"The quick brown fox jumps over the lazy dog".
Those inducted into English-language journalism were asked to learn this sentence by rote and type it on a typewriter repeatedly to familiarise themselves with the layout of a keyboard until the advent of computers. This sentence — known as a pangram, as it contains all the letters of the alphabet — was the terra firma on which a reporter would build his edifice of a career in communication. In the first month of training, an English-language journalist would furiously type it out at least 100 times a day to memorise the placement of all the keys. In due course, his fingers would move with ease and speed.
But that is a bygone era. In this age of social media where a smartphone and a maximum of 280 characters are all you need to do the trick, this practice of the past has become irrelevant and the brown fox has become as lazy as the aforementioned dog.

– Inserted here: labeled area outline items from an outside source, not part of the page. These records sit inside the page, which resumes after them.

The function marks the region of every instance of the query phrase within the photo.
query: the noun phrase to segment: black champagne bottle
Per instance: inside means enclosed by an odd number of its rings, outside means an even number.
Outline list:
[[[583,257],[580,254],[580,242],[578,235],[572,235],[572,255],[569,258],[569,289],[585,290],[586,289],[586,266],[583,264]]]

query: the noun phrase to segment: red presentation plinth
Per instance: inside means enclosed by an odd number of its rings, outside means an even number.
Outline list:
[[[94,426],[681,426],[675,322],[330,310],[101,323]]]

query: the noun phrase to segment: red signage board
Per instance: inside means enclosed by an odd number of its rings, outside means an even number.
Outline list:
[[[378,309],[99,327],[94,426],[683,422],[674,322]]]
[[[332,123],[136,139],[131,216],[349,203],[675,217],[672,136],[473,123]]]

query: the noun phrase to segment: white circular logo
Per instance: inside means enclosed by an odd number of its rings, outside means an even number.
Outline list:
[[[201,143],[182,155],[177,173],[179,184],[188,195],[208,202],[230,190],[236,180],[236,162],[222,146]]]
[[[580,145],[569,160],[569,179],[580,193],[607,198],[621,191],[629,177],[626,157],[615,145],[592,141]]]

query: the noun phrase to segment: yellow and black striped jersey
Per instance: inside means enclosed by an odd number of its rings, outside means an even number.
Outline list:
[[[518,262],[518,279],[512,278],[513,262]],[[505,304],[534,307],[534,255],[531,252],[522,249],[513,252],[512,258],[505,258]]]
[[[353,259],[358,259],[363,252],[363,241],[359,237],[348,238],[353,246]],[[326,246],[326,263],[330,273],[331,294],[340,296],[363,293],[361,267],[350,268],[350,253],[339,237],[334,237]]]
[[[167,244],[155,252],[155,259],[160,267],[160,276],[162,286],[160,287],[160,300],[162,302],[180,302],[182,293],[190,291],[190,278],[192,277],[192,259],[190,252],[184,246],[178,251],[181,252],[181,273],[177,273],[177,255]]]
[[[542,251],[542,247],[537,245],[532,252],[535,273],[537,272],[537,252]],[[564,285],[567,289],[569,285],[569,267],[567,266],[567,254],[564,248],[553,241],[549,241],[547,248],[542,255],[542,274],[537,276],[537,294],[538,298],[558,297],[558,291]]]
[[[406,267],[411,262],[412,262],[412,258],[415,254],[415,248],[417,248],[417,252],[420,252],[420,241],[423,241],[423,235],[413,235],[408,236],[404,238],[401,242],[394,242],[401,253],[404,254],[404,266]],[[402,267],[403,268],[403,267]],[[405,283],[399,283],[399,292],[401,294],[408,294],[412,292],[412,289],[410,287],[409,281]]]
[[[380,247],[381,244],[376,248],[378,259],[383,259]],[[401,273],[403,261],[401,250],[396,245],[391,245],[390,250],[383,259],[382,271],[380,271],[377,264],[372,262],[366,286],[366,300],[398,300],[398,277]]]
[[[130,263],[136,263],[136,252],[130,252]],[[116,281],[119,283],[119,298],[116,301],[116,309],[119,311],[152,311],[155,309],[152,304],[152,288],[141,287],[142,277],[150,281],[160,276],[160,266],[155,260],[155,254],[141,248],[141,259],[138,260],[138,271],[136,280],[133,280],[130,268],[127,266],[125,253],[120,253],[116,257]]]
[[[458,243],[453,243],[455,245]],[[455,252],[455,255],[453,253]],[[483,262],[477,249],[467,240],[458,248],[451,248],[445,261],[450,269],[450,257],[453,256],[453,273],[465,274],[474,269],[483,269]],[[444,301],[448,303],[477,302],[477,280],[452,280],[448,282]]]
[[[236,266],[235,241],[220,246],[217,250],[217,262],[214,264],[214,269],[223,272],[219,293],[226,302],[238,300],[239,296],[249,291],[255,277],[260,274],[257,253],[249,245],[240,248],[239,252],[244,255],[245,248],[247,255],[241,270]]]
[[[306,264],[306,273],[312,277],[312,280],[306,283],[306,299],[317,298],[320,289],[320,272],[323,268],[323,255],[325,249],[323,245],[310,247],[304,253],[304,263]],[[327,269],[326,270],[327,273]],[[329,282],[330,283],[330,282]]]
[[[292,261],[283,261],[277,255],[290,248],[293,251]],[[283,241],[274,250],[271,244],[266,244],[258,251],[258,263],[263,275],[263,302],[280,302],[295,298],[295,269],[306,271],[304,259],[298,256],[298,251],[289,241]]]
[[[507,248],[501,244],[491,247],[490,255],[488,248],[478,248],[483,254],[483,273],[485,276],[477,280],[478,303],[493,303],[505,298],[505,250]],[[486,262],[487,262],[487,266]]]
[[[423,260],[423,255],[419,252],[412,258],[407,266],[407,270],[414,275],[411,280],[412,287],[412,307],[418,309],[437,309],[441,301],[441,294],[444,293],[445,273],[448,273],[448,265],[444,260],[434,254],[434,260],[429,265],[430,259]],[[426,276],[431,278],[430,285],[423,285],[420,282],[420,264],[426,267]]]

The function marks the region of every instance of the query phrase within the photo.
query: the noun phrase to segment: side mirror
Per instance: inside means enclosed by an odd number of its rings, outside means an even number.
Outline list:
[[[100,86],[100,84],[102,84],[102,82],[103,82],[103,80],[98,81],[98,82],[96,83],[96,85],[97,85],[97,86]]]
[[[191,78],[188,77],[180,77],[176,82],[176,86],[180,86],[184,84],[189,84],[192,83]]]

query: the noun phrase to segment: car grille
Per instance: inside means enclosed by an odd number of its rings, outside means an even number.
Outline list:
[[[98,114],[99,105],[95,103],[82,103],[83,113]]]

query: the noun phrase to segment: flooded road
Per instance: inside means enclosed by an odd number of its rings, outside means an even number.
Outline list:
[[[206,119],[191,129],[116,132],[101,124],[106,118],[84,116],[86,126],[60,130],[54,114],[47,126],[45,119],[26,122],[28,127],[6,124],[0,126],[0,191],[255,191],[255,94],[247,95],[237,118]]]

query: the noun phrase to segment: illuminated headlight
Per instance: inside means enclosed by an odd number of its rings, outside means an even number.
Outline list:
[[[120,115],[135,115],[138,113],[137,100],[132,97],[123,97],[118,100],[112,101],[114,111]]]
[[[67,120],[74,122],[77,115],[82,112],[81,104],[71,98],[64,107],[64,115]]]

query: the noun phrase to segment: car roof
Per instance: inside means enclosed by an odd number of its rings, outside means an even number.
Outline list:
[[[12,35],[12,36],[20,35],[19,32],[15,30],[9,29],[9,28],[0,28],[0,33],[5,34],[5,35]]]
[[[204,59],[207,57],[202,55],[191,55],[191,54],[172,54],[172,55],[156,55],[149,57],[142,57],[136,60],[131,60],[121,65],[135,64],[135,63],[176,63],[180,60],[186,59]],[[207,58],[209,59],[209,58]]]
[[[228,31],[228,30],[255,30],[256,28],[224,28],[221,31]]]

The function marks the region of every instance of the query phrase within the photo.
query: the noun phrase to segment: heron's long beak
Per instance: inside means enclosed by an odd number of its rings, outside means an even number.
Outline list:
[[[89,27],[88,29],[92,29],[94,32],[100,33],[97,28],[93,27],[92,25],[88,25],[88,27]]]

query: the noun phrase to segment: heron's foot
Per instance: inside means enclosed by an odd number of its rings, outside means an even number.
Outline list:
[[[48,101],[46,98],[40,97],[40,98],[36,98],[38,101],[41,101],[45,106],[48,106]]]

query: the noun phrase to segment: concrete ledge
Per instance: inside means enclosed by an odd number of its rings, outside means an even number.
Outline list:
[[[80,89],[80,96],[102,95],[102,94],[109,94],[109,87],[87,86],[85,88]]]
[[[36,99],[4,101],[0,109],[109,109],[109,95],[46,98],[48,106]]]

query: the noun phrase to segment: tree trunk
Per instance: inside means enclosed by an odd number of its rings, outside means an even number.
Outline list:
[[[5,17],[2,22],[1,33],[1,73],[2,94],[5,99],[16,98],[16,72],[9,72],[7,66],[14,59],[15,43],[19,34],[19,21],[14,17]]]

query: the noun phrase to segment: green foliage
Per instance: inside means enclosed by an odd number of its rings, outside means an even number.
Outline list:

Nostalgia is often nothing more than self-indulgence that provokes grandeurs of delusion. That holds true for the conventional media which had assumed for itself the role of the only channel to conduct the political discourse.
That assumption was captured well by Arthur Miller, the great American playwright, when he said a great newspaper is a nation talking to itself — a line that many papers proudly proclaimed over their mastheads. The media called itself the Fourth Estate, the very soul of democracy. Newspaper editors claimed to be holding the second-most important job in the country, imagining that they were shaping and influencing the people’s opinion on the great challenges facing the nation.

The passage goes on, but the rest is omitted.